Back in the mine, my eyes followed the trail of blood across the floor. It stopped, and I followed my friend’s outstretched arm, pointing upward. Half an animal, a ground hog or marmot, was stuffed into the rafters, guts glistening in the muted light, shiny against the flat dust. About ten yards away the lion had stashed the other half, tucked into the crook of a cross beam. I imagined mountain lions’ wild calls echoing off the mountainsides. You don’t see them. They see you. Was one outside in the tall brush, eyes on us? Up above Alma, on the Great Divide, we found fresh tracks moving from the mud into the snow. Another time I saw scat with hair in it, steaming on the trail.

The mountain lions aren’t the only ghosts in the high country.

“You can go to the most remote place you can think of on these peaks,” the old prospector had said, “and then find where somebody’s left something. People have been over every inch of this place.”

Farther up the range, I had climbed Quandary Peak, blazing what I thought was a fresh trail. Up on the mountainside, with tiny wildflowers, boulders, and pikas, I felt I had found a piece of the mountain all my own. Instead, there were tin cans sitting there, waiting to be covered in the next snowfall, from where a prospector had stopped for a meal.

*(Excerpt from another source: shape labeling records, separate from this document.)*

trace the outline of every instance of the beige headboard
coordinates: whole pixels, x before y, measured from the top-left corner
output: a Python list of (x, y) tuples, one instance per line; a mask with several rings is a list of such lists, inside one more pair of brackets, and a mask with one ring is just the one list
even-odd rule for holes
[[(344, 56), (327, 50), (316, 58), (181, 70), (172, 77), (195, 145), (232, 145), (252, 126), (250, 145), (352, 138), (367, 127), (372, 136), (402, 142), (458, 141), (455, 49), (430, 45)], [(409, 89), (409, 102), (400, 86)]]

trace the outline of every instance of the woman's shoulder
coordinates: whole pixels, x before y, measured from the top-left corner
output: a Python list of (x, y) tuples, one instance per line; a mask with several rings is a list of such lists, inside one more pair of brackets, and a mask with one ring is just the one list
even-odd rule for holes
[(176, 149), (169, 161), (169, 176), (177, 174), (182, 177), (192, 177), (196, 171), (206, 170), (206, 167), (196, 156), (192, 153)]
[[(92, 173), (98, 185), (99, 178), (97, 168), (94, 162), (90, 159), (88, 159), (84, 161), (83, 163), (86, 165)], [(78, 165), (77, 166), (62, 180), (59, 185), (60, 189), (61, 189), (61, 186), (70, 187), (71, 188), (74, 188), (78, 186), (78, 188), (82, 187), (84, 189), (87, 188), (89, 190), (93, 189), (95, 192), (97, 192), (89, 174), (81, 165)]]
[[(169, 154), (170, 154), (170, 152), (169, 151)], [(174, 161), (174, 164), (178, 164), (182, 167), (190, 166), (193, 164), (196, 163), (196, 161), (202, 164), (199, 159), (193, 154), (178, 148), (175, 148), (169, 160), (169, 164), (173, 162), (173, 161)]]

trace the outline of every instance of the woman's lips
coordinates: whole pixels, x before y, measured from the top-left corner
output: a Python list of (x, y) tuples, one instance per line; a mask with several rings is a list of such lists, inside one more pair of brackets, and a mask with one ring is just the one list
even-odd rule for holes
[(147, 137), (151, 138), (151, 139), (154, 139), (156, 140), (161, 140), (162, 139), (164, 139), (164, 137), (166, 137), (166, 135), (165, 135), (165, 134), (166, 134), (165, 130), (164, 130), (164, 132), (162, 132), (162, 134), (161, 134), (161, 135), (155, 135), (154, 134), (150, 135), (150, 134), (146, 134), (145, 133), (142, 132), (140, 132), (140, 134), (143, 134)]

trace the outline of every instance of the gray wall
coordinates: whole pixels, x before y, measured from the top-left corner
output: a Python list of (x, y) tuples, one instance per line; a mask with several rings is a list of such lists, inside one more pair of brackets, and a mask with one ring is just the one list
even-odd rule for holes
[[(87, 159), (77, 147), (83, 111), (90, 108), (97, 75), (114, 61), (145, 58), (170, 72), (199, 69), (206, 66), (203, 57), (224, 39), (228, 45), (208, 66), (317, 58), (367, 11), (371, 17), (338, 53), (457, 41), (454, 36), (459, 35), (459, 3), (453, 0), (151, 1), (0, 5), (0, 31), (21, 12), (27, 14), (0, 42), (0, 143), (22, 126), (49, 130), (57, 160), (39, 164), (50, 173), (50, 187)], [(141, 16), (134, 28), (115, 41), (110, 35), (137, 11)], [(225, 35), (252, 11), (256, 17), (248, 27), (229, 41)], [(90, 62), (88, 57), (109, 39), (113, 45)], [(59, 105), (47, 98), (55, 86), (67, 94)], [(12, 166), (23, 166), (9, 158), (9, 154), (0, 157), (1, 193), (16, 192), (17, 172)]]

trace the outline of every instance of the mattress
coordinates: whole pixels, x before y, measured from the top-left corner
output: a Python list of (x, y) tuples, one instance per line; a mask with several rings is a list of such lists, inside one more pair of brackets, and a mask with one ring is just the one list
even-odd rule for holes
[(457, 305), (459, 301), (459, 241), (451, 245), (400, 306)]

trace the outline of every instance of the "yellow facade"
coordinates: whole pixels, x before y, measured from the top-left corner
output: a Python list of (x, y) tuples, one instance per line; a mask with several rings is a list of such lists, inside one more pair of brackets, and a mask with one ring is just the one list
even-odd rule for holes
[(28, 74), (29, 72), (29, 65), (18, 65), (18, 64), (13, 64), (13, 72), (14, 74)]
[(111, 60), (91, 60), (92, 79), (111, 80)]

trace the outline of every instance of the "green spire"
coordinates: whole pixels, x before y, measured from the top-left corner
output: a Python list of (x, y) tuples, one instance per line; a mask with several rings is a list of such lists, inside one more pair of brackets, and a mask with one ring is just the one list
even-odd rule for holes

In Fairplay, I did a bit of prospecting in the rushing stream behind town. You were allowed to dig through the tailings, take buckets of dirt and swirl your pan in the rushing water and keep what you found. In a summer of Saturdays I found barely enough gold dust to cover a fingernail. One afternoon, I went into a fresh pit between the boulders and grabbed a bucket of sandy soil. When I got to the stream two mangy locals glared at me. One looked like a woodchuck, with a tobacco-stained blond beard, and the other one was darker, unshaven. They had trucks and malamutes, and each also had a Glock pistol, in a holster slung low and wrapped around the thigh.

“You better not have got that from our hole!” said the woodchuck with the sidearm.

I just looked at him. He had a gun, but I wasn’t going to lie to him, so I just stared and he turned beet red. I didn’t know there were rules about where you could or couldn’t fill your buckets. After a few seconds we stopped staring, and I went to my part of the stream to pan in the fast water.

Later, when the two left, Woodchuck stopped and said, “Well, I guess you can go right on ahead and use our hole, you should get some pretty good color out of it. Better than letting those assholes from Denver get it,” he motioned towards a middle-aged professional and his buddy, panning contentedly downstream in clean, expensive outdoor gear.

I nodded.

As they went to their pickup trucks I thought they were nuts. But panning in that stream, mountains off in the distance, birds flapping through August snowflakes, I felt a twinge of gold fever. Walking on the dirt roads I found myself stopping to look if I really didn’t just see a nugget sticking up from the gravel.

Filling it with sandy dirt from their hole, I dipped my green plastic pan, cold water freezing my wrists, shaking it back and forth while the current took the lighter stuff downstream. Within a few minutes, the first bits of gold appeared, bright and crisp against the pan. The black sand swirled away and a metallic flash of gold dust showed itself underneath, a selfish blend of magic, discovery, and payday all rolled into one. Better me than those assholes from Denver, indeed.